Washington State Deaf Grocer Shares Difficulties of Working During COVID-19 Pandemic

"I heavily rely on lip reading whenever I'm at Trader Joe's, to be able to do my job. And if I can't lip read, then I really can't help as much, and it made me feel very defeated," said Washington resident Matthew Simmons.

The Centers for Disease Control continues to recommend wearing cloth face coverings to prevent the spread of COVID-19 in public settings where social distancing is difficult to maintain, such as grocery stores and pharmacies. As more businesses are reopening around the country, wearing face masks to cover the mouth and nose have become the new normal.

But for some deaf workers, that can make it impossible to use lip reading, an essential form of communication they often rely on to speak with hearing coworkers and customers.

"Whenever I first started seeing customers with the masks, I was a little bit frustrated and I had a little bit of anxiety," said Matthew Simmons, who works part-time at a Trader Joe's in Vancouver, Washington. "I heavily rely on lip reading whenever I'm at Trader Joe's, to be able to do my job. And if I can't lip read, then I really can't help as much, and it made me feel very defeated."

As a kid growing up deaf in a hearing family after an infection as a baby, Simmons first learned how to lip read at the John Tracy Clinic in Los Angeles in the 1980s. The teachings were based largely on what's known as the oral method, and Simmons didn't learn sign language until he was a young teenager.

"They had many parents bring their young, deaf babies there to learn how to speak, do lip reading, and communicate in home life situations, in a variety of situations," Simmons said. "I went to that school and it was very heavy into speech therapy and learning what we call lip reading, which basically is looking at someone's face and then I watch their lips and I learned how to do that."

For Simmons, lip reading continued to be a way to communicate with the hearing world, including at his weekend job at Trader Joe's. But when Washington became one of the first states in the United States to experience a major coronavirus outbreak, it became clear that most customers weren't comfortable removing their masks inside the store for any reason.
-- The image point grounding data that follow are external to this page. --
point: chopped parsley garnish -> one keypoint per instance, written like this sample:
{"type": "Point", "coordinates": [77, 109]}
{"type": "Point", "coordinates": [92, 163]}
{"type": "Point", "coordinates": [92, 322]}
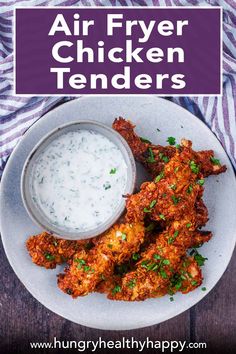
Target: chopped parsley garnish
{"type": "Point", "coordinates": [171, 140]}
{"type": "Point", "coordinates": [87, 268]}
{"type": "Point", "coordinates": [146, 210]}
{"type": "Point", "coordinates": [88, 246]}
{"type": "Point", "coordinates": [163, 157]}
{"type": "Point", "coordinates": [200, 259]}
{"type": "Point", "coordinates": [163, 274]}
{"type": "Point", "coordinates": [156, 256]}
{"type": "Point", "coordinates": [123, 236]}
{"type": "Point", "coordinates": [113, 171]}
{"type": "Point", "coordinates": [201, 182]}
{"type": "Point", "coordinates": [131, 284]}
{"type": "Point", "coordinates": [171, 239]}
{"type": "Point", "coordinates": [49, 256]}
{"type": "Point", "coordinates": [159, 177]}
{"type": "Point", "coordinates": [194, 282]}
{"type": "Point", "coordinates": [116, 289]}
{"type": "Point", "coordinates": [166, 261]}
{"type": "Point", "coordinates": [215, 161]}
{"type": "Point", "coordinates": [144, 140]}
{"type": "Point", "coordinates": [176, 169]}
{"type": "Point", "coordinates": [175, 199]}
{"type": "Point", "coordinates": [153, 203]}
{"type": "Point", "coordinates": [106, 186]}
{"type": "Point", "coordinates": [82, 264]}
{"type": "Point", "coordinates": [151, 158]}
{"type": "Point", "coordinates": [150, 227]}
{"type": "Point", "coordinates": [135, 256]}
{"type": "Point", "coordinates": [194, 167]}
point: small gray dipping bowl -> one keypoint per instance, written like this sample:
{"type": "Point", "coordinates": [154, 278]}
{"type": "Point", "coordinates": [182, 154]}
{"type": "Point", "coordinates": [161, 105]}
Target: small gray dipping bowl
{"type": "Point", "coordinates": [37, 215]}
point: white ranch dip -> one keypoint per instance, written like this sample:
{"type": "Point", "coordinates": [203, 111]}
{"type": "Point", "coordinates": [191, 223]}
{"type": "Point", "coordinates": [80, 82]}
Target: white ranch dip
{"type": "Point", "coordinates": [79, 179]}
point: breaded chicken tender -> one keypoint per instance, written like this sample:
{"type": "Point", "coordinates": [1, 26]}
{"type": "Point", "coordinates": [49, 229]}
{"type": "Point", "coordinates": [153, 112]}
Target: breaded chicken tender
{"type": "Point", "coordinates": [188, 278]}
{"type": "Point", "coordinates": [154, 157]}
{"type": "Point", "coordinates": [47, 251]}
{"type": "Point", "coordinates": [87, 269]}
{"type": "Point", "coordinates": [158, 263]}
{"type": "Point", "coordinates": [172, 194]}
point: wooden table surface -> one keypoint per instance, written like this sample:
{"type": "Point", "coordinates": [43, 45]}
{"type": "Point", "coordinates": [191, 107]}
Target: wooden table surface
{"type": "Point", "coordinates": [24, 319]}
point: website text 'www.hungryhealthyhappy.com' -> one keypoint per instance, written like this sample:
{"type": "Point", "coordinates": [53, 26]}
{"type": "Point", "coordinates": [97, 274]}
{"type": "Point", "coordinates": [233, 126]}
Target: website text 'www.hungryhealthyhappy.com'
{"type": "Point", "coordinates": [124, 343]}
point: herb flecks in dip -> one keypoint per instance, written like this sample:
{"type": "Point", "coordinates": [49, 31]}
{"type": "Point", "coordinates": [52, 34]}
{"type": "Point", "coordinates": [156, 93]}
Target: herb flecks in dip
{"type": "Point", "coordinates": [79, 179]}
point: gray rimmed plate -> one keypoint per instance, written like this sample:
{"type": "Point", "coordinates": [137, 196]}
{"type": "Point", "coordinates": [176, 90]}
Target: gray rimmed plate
{"type": "Point", "coordinates": [149, 113]}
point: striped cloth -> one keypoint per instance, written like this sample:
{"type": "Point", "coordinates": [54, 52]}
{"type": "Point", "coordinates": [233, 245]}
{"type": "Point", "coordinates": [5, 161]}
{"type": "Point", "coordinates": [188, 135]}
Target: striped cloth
{"type": "Point", "coordinates": [17, 114]}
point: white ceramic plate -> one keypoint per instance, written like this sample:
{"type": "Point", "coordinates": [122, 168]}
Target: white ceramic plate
{"type": "Point", "coordinates": [149, 113]}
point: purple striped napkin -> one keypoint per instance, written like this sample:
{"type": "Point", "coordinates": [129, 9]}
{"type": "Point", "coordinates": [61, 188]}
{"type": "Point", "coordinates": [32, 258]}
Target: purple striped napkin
{"type": "Point", "coordinates": [17, 114]}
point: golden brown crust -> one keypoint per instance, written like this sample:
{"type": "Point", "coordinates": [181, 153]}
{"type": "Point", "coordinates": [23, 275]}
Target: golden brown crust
{"type": "Point", "coordinates": [48, 251]}
{"type": "Point", "coordinates": [160, 154]}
"I recommended that if someone comes up to me with a question, I gesture to say, 'I'm sorry, I'm deaf. I need to lip read. If you don't mind pulling your mask down for just two seconds to ask the questions and then put it back up, then I'm more than willing to help,'" Simmons said. "And most of them just shook their head and said no, and then walked away. So, that was a very frustrating experience."

His frustration became evident to his manager, who offered to brainstorm solutions to help Simmons communicate more easily without requiring people take off their face coverings. The first idea was to design a shirt simply alerting customers that he is deaf. Then, he was given a white board and markers while working at the cashier stand to be able to communicate through writing.

When plexiglass panels were installed as a COVID-19 barrier, he also wrote on that. "Hello. My name is Matthew. I'm deaf, I read lips," the glass said. 

"Things became a lot better at that point," Simmons said. He then decided to post photos of his set up to Facebook, along with an explanation of the whole ordeal. It blew up overnight. 

"It's been really inspiring though, because actually it hit many people around the United States and especially other deaf people who were working at Trader Joe's and Walmart and various retail companies," Simmons said. "They've been contacting me for more support and more inspiration. So, it's really nice to see that I sort of became an unofficial trailblazer, essentially. And I was starting the ripple effect, as the ripple effect started. I just didn't expect it."

Simmons also said the silver lining of the whole thing has been the ability to bring more awareness to issues faced by the deaf community, along with an opportunity to spread positivity and kindness through a dark time.

"One woman had come up to me and she said, 'Oh, thank you so much. I saw your story. And I really empathize. My daughter's five and she's hard of hearing,'" Simmons said. "And she saw the story and she felt really touched and wanted to meet me, but she couldn't because of COVID-19. So, that was really sweet because of her daughter.

"And thus far, I've been getting a lot of positive comments from just all over from people," he continued. "And it's really nice to see that they're looking out for a better future, even through COVID."